There are boxes and boxes of card games (some very non-PC) and board games, of Hornby train sets, terrifying dolls, teddies, model farms, toy cars, construction kits. Toys that children have coveted at Christmas and written hopefully on birthday lists: Weebles, Playmobil, Barbies. An excellent collection of learning toys by the designer Fredun Shapur – brightly coloured and eminently touchable. Toys that bring joy to the people that see them – but they are so rarely seen by anyone except the learning team and the odd student or researcher. These thousands of objects are stored – exquisitely wrapped and catalogued thanks to years of hard work by some very dedicated volunteers – in tissue paper, calico bags and archival quality boxes. In dark cupboards, in basement classrooms, and no one ever sees them or touches them. They don’t spark joy any more, they just get audited every so often. Occasionally I have taken a few objects out – some to sessions at the V&A, working with dementia sufferers as part of an ‘arts prescription’. Some have been to Great Ormond Street or other hospital schools, but these excursions are the exception rather than the norm.
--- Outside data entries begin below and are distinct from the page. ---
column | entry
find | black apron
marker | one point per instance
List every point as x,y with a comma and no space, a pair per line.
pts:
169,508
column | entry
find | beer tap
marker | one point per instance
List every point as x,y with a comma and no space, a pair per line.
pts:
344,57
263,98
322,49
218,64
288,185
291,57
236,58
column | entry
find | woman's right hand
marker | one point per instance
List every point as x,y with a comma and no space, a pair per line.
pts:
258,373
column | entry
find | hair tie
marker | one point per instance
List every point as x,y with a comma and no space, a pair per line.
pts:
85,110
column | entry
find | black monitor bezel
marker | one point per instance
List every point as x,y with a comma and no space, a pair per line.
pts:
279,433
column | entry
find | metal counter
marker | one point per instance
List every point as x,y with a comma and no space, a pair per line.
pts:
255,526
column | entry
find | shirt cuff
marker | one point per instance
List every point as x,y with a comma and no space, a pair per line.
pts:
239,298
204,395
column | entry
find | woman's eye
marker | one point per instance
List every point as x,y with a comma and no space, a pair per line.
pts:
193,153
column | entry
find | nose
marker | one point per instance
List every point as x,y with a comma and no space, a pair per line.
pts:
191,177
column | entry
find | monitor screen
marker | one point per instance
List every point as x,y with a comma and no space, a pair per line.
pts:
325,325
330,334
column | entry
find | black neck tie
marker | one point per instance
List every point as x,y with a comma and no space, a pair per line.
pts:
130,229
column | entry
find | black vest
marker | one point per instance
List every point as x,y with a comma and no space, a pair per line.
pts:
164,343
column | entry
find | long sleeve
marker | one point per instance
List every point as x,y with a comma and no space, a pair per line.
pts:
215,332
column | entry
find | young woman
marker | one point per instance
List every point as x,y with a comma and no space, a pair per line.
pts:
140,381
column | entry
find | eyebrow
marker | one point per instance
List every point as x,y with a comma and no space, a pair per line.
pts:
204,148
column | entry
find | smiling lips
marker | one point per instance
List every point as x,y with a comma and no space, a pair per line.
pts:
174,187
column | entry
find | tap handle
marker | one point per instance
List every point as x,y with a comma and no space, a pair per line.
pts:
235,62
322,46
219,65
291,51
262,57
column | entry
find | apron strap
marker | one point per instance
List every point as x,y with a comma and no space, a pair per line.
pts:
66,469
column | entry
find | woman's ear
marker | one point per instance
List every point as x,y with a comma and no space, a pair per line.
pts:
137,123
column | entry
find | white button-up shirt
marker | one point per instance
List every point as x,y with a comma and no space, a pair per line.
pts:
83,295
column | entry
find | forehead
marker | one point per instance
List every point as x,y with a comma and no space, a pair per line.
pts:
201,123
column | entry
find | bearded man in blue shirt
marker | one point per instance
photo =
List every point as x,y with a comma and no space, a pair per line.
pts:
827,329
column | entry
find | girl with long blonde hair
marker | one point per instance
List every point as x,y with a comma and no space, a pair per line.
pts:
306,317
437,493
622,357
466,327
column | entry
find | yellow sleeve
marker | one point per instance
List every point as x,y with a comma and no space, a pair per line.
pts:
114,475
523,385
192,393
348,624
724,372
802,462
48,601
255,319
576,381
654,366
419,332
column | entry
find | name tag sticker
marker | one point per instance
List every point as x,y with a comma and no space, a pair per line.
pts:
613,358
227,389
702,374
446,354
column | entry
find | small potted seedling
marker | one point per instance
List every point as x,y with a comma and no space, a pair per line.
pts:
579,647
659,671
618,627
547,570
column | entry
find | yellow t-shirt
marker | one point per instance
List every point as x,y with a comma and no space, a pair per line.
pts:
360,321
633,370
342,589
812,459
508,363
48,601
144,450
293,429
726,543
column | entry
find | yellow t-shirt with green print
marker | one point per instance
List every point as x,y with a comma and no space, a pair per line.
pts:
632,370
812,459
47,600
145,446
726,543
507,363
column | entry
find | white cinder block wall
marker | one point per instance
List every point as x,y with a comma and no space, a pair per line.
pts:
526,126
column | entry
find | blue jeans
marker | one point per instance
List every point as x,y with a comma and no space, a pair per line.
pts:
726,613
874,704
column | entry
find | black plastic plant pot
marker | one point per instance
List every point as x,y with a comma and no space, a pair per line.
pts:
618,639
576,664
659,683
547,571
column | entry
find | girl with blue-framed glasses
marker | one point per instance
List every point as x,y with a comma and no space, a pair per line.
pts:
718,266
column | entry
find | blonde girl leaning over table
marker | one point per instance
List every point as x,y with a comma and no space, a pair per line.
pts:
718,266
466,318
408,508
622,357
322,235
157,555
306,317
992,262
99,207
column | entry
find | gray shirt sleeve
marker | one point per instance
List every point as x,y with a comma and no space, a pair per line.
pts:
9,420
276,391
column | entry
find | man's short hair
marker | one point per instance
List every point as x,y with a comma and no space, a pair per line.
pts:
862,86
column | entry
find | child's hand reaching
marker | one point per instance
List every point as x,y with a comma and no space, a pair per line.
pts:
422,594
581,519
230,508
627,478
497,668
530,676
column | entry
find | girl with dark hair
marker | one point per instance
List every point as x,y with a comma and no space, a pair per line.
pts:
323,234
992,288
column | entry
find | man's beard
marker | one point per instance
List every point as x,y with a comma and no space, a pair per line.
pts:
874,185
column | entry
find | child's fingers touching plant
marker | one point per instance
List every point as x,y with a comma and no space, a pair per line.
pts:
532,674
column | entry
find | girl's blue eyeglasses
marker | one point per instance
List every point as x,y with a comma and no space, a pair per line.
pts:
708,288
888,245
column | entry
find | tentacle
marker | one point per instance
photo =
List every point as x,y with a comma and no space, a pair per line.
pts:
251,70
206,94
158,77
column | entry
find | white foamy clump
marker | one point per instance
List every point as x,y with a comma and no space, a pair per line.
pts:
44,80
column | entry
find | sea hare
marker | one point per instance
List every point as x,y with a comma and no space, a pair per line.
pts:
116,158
One of my jobs at the moment – now that we have no schools in the museum – is to decant this collection, rationalising it to meet the vision and purpose for the new museum. I also want to rebrand the collection as a handling collection, not a learning collection: to make its practical purpose explicit and, most of all, to get it out of those cupboards. We’re a museum, so we have lots of cupboards full of objects that people can’t touch – both the glass ones on the visitor floors and the treasure troves below. We don’t need any more.
We need a learning collection that people can get their hands on and learn from: does that teddy feel as soft as it looks? What happens if I turn him upside down? How do I make that train set go? What does that button do? Children – and adults! – are curious by nature, and we learn best through play and experience. A learning collection that you can’t do either with isn’t living up to its name.
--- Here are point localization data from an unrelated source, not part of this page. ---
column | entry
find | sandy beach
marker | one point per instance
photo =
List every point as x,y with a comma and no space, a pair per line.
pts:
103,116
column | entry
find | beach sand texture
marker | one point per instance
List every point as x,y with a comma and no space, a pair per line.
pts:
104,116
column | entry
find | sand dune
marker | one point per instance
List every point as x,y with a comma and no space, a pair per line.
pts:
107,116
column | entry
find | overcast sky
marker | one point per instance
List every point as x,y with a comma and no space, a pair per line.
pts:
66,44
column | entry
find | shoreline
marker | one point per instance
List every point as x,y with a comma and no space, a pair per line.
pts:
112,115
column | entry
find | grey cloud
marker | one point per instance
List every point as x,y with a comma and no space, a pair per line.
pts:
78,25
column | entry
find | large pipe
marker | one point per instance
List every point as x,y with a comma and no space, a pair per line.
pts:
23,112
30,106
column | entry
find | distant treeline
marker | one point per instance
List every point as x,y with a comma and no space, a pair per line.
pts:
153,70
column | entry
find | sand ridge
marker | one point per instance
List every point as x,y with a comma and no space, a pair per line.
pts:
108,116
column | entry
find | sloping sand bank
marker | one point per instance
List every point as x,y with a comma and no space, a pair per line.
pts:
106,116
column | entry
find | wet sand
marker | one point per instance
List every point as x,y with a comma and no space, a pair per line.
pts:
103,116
It’s a daunting job but an interesting one! It’s going to take a few weeks, and then I need to find homes for the objects we are not going to keep. I’d like to see them go to other museums, to schools library services, to schools and to historical interpreters. If you’re any of these things – or if you can add to this list – please do let me know!
Here’s some of my favourite odd objects from the cupboards to be going on with, taken when I was auditing the collection in 2018….
I had a pencil case like this!
Rinso model village
A cuddly duck-billed Platypus
Dolls’ house candle snuffer
Doll-sized working spinning wheel
Welsh and Scottish peg dolls
Chief Robot (clockwork)
Sand toy
Thames barge
And – as a brilliant segue into this week’s crafty section – here’s a sampler…
Castles and cross stitch
A couple of weeks ago I shared a Princess Bride reference cross stitch I’d made and turned into cards for my family to make them laugh. That was someone else’s design, but it got me thinking about other quotes I’d like to see in stitches.
One of these is ‘Have fun storming the castle!’, which Valerie calls after Westley, Fezzik and Inigo leave to stop Buttercup’s wedding to Prince Humperdinck (yes, he of the to-do list). I had a look on Etsy, and there were some designs but none of the castles were quite right. Some had turrets. Some were positively Disney-esque. Some were pink. None of them looked worthy of storming, so I had a go at creating my own.
Being from South Wales gives you pretty firm ideas of what a castle should look like, and most of them have been stormed at least once in their histories and (mostly) survived to tell the tale. I grew up in Raglan, which has an excellent castle, so I knew the impression I wanted to give with my design.
I’d mapped out the lettering a few weeks ago, using a shaded font from a book I have had for about 25 years. I remember buying it in the craft shop in Aberystwyth while I was a student there. It’s now out of print but does appear on Etsy or Ebay occasionally. I wasn’t happy with the spacing so with the aid of scissors and sticky tape I adjusted the spacing and started to transfer the pattern.
Once I’d placed the lettering on my graph paper I knew how wide the castle needed to be. I wanted towers, a big door, arrow slits, battlements. I wanted pennants. I wanted windows. (I also wanted a moat but decided that was one step too far).
I started with a main tower with a slightly smaller one on each side, but I couldn’t get the crenellations even on the central one, so I played with the widths: there’s still three towers but its a lot less symmetrical. I’m using several shades of grey to create different areas (which would have been a LOT easier if I’d been able to lay hands on my DMC shade card) and will use backstitch to highlight areas of stone. I’m using 3 strands of cotton over 14-count white aida for good coverage, and it’s coming on well so far – lettering is complete apart from backstitching. The variegated thread is DMC 115, my favourite shade.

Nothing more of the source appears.